Surveys
Banking Pay Reforms Taking Hold, More Focus On Long-Term - Report
Bankers are reducing their use of big unconditional payouts to hire and retain staff and instead are trying to set pay more in line with long-term performance to avoid undue risk-taking, according to a new report on the industry.
An international survey of wholesale banks found that most are now implementing compensation systems in line with the standards published by the Financial Stability Board in September 2009. Substantial changes are taking place in governance, risk adjustment and deferred pay-outs, the report said.
The Institute of International Finance report on compensation in the financial services industry uses responses from 37 financial services firms. These have been supplemented by a series of individual interviews. Between them, these institutions represent 70 per cent of total global wholesale banking revenues for 2009.
The IIF stated: “We are seeing greater emphasis to ensure that incentives are linked to performance and are aligned with shareholder interests. Importantly, we do not see this as restricting the level of compensation, but that banks adopt policies to ensure that incentives do not induce risk-taking in excess of the firm’s risk appetite.”

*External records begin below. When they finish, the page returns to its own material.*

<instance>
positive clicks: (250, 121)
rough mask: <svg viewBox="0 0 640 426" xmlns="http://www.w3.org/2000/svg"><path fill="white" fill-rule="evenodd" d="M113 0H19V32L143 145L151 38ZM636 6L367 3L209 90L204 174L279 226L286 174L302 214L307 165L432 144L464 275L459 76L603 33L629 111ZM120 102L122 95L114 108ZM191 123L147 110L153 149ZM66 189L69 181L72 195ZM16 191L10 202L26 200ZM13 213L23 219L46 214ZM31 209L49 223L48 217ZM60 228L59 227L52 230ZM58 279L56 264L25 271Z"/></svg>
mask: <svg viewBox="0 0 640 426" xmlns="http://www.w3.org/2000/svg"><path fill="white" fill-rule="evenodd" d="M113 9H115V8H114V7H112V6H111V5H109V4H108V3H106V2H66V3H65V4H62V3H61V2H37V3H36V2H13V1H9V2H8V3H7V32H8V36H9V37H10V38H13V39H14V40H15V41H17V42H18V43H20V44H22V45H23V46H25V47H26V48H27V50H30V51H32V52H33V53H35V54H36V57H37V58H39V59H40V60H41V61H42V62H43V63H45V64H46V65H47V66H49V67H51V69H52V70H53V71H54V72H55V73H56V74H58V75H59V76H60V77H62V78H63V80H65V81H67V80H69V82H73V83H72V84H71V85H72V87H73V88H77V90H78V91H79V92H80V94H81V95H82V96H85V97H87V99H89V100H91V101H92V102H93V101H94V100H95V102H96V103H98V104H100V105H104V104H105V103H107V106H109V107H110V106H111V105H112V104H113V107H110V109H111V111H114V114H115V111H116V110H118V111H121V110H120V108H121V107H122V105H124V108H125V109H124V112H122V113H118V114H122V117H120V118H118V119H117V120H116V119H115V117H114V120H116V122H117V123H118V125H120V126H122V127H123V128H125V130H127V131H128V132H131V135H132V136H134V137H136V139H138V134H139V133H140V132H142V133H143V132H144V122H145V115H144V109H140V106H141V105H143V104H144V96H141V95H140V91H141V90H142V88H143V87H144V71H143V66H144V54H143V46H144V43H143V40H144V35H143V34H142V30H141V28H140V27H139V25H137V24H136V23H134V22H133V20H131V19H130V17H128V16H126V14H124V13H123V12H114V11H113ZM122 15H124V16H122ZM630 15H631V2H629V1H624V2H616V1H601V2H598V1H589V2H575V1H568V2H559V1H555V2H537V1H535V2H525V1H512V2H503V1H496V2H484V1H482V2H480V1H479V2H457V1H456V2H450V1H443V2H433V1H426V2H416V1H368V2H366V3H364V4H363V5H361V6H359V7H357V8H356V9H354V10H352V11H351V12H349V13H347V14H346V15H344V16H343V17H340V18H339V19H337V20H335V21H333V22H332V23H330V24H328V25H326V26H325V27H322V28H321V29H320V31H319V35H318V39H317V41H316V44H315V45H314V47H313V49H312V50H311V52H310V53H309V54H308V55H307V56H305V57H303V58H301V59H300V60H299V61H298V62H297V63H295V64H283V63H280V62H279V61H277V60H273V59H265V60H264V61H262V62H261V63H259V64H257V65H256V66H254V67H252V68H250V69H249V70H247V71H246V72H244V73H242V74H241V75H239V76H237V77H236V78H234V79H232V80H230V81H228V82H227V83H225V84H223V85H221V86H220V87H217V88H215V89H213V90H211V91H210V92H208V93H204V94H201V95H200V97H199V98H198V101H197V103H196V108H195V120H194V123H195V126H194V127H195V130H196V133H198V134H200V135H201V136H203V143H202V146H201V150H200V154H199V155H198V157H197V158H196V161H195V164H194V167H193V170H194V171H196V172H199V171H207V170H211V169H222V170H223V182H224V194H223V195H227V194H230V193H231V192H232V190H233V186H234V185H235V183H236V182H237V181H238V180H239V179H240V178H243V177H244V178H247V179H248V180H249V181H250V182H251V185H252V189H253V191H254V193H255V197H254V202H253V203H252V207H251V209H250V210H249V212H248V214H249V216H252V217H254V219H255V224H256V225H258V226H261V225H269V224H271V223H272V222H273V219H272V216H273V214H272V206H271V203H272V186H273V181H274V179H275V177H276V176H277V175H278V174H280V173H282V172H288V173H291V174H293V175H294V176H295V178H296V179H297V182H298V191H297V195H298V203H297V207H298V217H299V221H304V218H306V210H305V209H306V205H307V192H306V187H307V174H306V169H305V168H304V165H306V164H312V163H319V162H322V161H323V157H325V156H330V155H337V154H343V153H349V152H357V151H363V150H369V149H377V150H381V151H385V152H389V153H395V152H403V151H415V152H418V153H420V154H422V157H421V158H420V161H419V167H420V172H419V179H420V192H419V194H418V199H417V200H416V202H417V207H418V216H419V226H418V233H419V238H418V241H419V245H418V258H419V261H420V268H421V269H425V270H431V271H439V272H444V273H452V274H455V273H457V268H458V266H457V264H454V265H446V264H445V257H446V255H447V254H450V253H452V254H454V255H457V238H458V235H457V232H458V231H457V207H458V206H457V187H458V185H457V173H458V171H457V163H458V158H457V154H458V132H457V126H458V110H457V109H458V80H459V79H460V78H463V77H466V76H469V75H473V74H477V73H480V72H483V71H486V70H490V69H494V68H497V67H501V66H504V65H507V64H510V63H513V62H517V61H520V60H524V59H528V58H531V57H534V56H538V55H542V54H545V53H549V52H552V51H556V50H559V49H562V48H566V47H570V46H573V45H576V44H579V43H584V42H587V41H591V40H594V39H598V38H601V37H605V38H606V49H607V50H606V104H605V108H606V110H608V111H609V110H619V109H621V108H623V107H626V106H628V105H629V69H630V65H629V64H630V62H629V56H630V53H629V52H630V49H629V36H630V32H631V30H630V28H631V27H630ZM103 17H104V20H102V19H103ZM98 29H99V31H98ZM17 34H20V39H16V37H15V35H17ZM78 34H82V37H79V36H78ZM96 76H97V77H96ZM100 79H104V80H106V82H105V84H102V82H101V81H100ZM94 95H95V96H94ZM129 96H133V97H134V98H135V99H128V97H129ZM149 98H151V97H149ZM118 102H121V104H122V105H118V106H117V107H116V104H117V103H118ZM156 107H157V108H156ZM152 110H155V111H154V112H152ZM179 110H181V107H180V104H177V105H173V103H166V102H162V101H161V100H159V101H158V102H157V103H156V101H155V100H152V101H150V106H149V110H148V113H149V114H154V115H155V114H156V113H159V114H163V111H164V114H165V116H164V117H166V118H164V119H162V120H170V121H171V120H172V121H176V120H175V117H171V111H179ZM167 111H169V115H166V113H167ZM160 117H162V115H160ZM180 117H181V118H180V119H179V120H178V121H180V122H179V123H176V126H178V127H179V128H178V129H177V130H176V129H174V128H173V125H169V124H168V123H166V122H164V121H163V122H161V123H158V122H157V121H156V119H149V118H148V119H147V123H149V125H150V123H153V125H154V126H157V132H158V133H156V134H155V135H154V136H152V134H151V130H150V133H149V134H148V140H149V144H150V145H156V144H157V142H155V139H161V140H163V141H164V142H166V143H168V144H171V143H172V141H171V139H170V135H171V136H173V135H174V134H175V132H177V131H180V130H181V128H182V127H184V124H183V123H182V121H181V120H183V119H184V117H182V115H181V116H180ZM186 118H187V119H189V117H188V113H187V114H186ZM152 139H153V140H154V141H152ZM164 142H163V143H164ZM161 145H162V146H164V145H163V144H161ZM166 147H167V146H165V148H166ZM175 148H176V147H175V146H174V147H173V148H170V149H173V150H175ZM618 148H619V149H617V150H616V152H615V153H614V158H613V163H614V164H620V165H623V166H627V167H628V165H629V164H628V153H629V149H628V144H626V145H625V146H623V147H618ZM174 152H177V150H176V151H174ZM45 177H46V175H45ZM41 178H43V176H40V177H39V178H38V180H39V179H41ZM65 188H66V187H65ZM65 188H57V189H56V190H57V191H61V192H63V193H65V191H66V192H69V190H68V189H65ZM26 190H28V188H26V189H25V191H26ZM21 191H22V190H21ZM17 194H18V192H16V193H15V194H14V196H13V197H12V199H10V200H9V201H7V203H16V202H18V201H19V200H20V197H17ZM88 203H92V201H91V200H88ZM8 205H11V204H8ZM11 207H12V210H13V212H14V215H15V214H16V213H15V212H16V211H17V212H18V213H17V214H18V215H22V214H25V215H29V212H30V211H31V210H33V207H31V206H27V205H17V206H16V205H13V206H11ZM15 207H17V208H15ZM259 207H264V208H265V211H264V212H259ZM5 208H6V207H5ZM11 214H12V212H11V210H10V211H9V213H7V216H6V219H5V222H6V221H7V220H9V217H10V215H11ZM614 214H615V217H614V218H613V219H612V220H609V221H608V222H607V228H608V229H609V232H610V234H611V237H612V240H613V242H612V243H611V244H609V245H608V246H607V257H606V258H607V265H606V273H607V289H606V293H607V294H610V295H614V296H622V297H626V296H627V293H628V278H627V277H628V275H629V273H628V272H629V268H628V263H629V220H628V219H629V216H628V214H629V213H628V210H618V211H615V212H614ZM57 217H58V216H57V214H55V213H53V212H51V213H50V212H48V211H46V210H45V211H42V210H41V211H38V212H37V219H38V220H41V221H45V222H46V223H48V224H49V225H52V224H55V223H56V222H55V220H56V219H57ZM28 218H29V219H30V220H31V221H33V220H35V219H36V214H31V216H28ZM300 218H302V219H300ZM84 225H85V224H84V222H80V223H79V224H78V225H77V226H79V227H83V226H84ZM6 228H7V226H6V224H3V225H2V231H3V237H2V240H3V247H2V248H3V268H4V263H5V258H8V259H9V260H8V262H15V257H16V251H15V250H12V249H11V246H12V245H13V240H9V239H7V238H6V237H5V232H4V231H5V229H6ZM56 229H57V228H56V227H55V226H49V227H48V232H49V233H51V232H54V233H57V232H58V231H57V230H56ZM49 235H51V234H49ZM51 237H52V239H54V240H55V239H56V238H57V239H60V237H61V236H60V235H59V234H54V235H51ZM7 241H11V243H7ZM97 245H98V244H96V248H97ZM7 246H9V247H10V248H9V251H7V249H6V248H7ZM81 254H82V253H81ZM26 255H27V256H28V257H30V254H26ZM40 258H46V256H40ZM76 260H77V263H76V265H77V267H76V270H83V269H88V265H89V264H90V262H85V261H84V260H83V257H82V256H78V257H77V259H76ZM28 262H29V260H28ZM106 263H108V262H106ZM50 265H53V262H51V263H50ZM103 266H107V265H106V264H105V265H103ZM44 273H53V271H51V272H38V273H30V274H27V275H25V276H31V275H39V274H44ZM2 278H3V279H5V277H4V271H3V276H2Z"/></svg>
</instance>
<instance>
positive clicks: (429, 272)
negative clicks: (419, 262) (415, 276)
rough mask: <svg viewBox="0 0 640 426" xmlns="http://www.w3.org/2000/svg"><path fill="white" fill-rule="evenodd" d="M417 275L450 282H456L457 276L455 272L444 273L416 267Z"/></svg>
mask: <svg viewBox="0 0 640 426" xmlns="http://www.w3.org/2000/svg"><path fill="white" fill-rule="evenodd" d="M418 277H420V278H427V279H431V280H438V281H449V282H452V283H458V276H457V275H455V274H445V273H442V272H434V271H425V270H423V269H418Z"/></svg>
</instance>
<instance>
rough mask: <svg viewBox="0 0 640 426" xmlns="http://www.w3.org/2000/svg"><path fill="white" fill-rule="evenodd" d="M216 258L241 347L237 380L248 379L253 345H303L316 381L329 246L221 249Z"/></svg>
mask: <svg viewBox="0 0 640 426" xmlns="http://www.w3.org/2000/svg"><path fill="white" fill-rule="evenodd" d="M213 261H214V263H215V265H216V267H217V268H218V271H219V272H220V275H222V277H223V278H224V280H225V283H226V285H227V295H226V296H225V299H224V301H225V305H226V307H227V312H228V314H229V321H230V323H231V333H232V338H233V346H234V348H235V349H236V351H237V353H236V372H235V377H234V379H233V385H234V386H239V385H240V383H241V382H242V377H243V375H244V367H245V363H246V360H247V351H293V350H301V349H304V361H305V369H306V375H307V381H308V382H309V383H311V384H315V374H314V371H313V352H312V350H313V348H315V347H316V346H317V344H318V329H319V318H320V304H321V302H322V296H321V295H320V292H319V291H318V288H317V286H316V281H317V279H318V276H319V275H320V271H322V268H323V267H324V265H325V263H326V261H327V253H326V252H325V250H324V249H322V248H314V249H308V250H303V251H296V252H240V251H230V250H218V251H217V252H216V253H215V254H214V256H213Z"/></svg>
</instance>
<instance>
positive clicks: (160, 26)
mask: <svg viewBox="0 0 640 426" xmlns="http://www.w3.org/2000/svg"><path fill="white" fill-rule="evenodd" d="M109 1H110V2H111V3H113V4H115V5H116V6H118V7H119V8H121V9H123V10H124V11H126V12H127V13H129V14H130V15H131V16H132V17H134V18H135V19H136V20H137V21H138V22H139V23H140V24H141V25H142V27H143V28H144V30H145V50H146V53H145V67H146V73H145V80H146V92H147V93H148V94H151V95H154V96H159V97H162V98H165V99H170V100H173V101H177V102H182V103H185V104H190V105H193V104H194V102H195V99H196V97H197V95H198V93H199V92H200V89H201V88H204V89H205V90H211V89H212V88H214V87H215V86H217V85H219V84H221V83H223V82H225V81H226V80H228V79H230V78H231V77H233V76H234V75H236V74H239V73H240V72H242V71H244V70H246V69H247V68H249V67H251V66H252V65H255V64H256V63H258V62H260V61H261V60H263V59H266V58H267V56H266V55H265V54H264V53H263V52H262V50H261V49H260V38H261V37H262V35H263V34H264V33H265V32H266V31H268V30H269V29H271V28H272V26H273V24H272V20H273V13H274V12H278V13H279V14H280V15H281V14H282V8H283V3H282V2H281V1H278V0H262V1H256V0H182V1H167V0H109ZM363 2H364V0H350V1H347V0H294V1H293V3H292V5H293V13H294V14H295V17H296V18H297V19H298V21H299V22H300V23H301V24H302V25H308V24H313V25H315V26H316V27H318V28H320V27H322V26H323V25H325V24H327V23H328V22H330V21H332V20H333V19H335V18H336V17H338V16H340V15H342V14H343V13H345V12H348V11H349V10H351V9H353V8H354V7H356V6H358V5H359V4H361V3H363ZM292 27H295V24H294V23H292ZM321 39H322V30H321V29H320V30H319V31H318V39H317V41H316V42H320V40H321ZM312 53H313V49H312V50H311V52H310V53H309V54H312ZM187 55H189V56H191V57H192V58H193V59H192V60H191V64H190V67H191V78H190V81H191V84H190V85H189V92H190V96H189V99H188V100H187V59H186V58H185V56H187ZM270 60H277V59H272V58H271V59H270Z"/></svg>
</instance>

Since early 2009 there has been a dramatic increase in the involvement of the risk and control functions in setting front-office compensation. Risk management involvement in the compensation process has risen from slightly less than half of the firms in 2008 to almost all firms in 2010. The risk function is now contributing, in varying degrees, to policy reviews, determining the suitability of performance metrics, establishing compensation formulae and signing off on the risk-appropriateness of incentive plans.
The survey found that progress on the key area of pay-out structures has been significant, with substantial improvements including increased use of instruments aligned with the long-term performance of the firm or business unit, and increased recourse to non-cash instruments. In particular, the use of deferred compensation has doubled to 39 per cent of the compensation pool: 85 per cent of surveyed banks are now using deferral periods of three years or more and are tiering deferral rates so that the remuneration of the most senior and highest paid executives is deferred for longer; nearly 70 per cent of deferred compensation is paid out in stock or stock-linked instruments.
Unconditional payouts have been reduced by half, with the remainder focused on new hires; multi-year guarantees have been all but eliminated; of the 15 per cent of firms that had some form of a "golden parachute", most have taken steps to eliminate them.